CREATE_UPDATE example
Below is your CodePipeline Staging stage, but using CREATE_UPDATE instead of CREATE_CHANGE_SET. This creates a new stack named stack, or updates the existing one if one with that name already exists.
{
"inputArtifacts": [
{
"name": "MyAppBuild"
}
],
"name": "LexBotBetaStack",
"actionTypeId": {
"category": "Deploy",
"owner": "AWS",
"version": "1",
"provider": "CloudFormation"
},
"outputArtifacts": [],
"configuration": {
"ActionMode": "CREATE_UPDATE",
"ChangeSetName": "LexBotChangeSet",
"RoleArn": "arn:aws:iam::XXXXXXXXXXX:role/cloudformation-lambda-execution-role",
"Capabilities": "CAPABILITY_IAM",
"StackName": "LexBotBetaStack",
"TemplatePath": "MyAppBuild::SamTemplate.yaml"
},
"runOrder": 1
}
CHANGE_SET_CREATE and CHANGE_SET_EXECUTE example
Below is an example of how you could use CHANGE_SET_CREATE and CHANGE_SET_EXECUTE together. It first creates a change set, on the named stack, then executes that change set. It's really useful if you want to have a CodePipeline Approval step between the change set, and executing it, so you can review the intended changes.
{
"inputArtifacts": [
{
"name": "MyAppBuild"
}
],
"name": "LexBotBetaStackChangeSet",
"actionTypeId": {
"category": "Deploy",
"owner": "AWS",
"version": "1",
"provider": "CloudFormation"
},
"outputArtifacts": [],
"configuration": {
"ActionMode": "CHANGE_SET_REPLACE",
"ChangeSetName": "LexBotChangeSet",
"RoleArn": "arn:aws:iam::XXXXXXXXXXX:role/cloudformation-lambda-execution-role",
"Capabilities": "CAPABILITY_IAM",
"StackName": "LexBotBetaStack",
"TemplatePath": "MyAppBuild::SamTemplate.yaml"
},
"runOrder": 1
},
{
"name": "LexBotBetaStackExecute",
"actionTypeId": {
"category": "Deploy",
"owner": "AWS",
"version": "1",
"provider": "CloudFormation"
},
"configuration": {
"ActionMode": "CHANGE_SET_EXECUTE",
"ChangeSetName": "LexBotChangeSet",
"StackName": "LexBotBetaStack",
},
"runOrder": 2
}
I went to the change set and hit the execute button so it now shows CREATION_IN_PROGRESS.

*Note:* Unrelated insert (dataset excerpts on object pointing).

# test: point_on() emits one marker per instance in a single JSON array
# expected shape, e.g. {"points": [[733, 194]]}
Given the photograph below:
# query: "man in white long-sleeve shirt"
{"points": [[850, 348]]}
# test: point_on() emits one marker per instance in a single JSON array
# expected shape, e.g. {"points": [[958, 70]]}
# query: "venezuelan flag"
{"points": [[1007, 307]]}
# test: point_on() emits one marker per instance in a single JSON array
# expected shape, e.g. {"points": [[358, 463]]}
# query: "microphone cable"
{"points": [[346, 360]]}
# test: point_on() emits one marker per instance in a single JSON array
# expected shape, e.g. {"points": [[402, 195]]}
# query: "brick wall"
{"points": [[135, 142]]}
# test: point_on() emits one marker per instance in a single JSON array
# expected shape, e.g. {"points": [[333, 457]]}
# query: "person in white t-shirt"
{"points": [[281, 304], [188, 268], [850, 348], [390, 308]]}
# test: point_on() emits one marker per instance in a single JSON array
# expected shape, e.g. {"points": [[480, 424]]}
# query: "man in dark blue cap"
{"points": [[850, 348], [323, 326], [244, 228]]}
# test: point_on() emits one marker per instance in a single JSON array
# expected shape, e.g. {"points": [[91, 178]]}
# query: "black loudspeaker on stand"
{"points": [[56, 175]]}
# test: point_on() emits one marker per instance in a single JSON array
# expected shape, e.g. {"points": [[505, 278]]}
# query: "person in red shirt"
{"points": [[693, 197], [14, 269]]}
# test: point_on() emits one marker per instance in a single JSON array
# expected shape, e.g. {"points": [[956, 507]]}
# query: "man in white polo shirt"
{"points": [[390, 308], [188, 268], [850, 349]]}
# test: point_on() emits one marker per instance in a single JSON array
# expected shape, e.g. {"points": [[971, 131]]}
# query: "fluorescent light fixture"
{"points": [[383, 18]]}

Some one has already answered, but for more clarity, Please refer below screenshot. Click on Change Sets and then select the change set and hit Execute.
This can be due to some service bug in your template file/troposphere code. Make sure you can visualize the cf tree to check how the services communicate.